Speaker
Description
The ALICE Collaboration actively relies on accelerators, such as GPUs, to handle increasingly complex workflows and data rates. Such resources have rapidly risen in importance across a number of usecases, and their emergence can be reflected in their availability in the WLCG. Through broader vendor support, as well as improved matching techniques, the ALICE Grid middleware may allocate and use these resources as any other. Yet unlike traditional CPU workloads, the utilisation of GPU resources cannot be trivially tracked solely through the kernel, and generally requires interacting with various drivers and kernel modules. These not only vary between vendors, but also between architectures and driver versions. This poses challenges to both providing accurate resource accounting, and monitoring, for GPU workloads across the Grid.

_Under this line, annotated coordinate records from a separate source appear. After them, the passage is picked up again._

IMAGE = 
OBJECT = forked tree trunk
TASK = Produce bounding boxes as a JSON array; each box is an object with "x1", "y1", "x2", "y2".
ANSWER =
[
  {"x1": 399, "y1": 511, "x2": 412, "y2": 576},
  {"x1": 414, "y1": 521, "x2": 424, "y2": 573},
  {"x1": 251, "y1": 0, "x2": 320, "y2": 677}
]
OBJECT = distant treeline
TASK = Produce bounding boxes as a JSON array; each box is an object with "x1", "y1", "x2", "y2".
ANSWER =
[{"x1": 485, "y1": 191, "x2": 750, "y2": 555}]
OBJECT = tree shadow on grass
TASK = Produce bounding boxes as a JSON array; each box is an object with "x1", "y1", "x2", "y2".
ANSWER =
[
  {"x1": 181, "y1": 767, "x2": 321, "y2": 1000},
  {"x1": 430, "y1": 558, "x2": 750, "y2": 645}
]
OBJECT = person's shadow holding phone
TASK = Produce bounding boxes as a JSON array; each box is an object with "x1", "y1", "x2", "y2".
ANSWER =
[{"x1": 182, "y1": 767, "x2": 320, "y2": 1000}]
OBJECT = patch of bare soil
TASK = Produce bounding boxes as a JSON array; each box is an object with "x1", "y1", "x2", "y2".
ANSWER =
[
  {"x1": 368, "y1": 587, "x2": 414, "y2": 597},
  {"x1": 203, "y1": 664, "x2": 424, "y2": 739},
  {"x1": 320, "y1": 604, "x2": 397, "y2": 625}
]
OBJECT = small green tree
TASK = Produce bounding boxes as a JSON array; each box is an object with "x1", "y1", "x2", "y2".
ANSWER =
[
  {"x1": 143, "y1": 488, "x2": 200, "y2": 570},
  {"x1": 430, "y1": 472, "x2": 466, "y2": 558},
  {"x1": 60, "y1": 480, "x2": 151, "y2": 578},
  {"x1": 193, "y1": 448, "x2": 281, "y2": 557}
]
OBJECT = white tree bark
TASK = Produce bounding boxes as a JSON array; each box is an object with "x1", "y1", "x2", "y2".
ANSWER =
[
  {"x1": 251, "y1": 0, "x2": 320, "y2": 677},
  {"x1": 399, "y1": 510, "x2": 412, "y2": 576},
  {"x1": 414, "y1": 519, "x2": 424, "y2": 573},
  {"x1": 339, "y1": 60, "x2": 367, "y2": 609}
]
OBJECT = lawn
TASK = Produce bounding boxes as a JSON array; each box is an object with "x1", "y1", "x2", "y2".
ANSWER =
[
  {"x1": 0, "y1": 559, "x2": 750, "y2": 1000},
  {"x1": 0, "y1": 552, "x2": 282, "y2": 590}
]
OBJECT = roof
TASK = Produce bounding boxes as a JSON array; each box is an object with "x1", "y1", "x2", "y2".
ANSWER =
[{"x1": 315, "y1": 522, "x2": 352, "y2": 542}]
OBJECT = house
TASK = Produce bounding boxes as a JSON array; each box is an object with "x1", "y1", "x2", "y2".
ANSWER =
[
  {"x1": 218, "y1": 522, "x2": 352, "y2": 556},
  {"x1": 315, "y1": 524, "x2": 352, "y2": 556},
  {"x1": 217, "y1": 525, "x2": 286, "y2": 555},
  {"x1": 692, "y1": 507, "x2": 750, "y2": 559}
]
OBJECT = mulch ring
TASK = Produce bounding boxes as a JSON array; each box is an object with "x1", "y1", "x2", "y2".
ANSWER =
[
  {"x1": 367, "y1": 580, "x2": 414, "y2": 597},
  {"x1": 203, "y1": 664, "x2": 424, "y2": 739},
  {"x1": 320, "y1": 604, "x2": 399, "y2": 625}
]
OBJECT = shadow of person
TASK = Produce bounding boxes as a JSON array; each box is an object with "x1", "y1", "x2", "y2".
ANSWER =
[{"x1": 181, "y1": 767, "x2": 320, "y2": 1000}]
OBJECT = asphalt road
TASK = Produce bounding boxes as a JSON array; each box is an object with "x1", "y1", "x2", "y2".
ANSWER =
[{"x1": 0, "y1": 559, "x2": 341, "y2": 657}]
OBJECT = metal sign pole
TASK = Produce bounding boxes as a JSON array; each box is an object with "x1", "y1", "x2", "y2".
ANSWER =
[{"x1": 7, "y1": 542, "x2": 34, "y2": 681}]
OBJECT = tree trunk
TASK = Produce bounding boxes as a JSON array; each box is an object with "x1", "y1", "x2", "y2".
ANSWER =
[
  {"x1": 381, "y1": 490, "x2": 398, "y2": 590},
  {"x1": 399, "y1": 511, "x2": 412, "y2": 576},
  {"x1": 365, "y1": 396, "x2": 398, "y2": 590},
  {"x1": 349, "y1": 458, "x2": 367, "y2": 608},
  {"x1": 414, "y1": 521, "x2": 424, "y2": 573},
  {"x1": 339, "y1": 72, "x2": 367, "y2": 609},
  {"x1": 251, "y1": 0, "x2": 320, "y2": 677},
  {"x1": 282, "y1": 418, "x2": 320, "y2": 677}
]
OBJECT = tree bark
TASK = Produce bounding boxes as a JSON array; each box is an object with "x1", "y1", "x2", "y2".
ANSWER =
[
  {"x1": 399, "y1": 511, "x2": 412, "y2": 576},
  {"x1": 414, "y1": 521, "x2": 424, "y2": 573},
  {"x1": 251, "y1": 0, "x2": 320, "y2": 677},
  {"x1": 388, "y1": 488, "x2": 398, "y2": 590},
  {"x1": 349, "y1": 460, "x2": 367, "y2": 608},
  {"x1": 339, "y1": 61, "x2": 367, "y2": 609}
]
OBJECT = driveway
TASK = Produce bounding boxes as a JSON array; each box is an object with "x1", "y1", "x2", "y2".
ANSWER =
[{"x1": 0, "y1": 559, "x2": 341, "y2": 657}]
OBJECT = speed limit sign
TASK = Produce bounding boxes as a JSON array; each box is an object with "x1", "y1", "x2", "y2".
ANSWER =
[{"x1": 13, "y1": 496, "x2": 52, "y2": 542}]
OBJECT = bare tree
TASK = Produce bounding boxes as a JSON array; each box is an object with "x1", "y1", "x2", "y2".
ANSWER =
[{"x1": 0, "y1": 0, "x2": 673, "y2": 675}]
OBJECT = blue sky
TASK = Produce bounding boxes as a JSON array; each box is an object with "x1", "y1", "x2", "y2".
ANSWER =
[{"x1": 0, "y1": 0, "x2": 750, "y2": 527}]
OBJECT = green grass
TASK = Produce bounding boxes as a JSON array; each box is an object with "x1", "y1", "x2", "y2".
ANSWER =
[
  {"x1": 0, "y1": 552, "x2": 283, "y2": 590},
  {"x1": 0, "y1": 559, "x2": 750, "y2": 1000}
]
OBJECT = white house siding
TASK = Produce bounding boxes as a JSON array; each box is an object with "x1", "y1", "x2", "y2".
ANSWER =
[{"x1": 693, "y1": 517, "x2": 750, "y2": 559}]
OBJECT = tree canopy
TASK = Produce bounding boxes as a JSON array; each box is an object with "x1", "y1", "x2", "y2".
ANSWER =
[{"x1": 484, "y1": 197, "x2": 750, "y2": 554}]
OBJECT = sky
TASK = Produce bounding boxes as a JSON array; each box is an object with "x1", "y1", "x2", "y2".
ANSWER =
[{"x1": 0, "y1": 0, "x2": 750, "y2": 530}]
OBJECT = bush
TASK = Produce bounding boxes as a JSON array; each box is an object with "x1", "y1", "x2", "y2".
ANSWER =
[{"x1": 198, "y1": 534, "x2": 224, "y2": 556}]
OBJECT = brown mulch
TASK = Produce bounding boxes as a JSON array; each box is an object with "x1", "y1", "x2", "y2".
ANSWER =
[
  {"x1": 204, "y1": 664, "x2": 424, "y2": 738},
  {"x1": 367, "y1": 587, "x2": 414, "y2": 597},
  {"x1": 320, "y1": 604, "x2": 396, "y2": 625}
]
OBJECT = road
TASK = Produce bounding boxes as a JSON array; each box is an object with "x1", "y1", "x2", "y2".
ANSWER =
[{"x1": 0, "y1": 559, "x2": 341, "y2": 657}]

This contribution outlines an updated middleware stack for ALICE, capable of not only allocating individual GPUs, but also providing a monitoring interface that works across GPU resources. Specifically, it describes how it allows exposing these resources in a unified manner that is agnostic to both vendor and driver versions, avoiding having to tailor to multiple vendor-specific APIs. Furthermore, it will examine how the resulting monitoring data can be exposed to the MonALISA monitoring infrastructure of ALICE. In turn, allowing the tracking of both GPU load and virtual memory across the ALICE Grid - just as any other resource.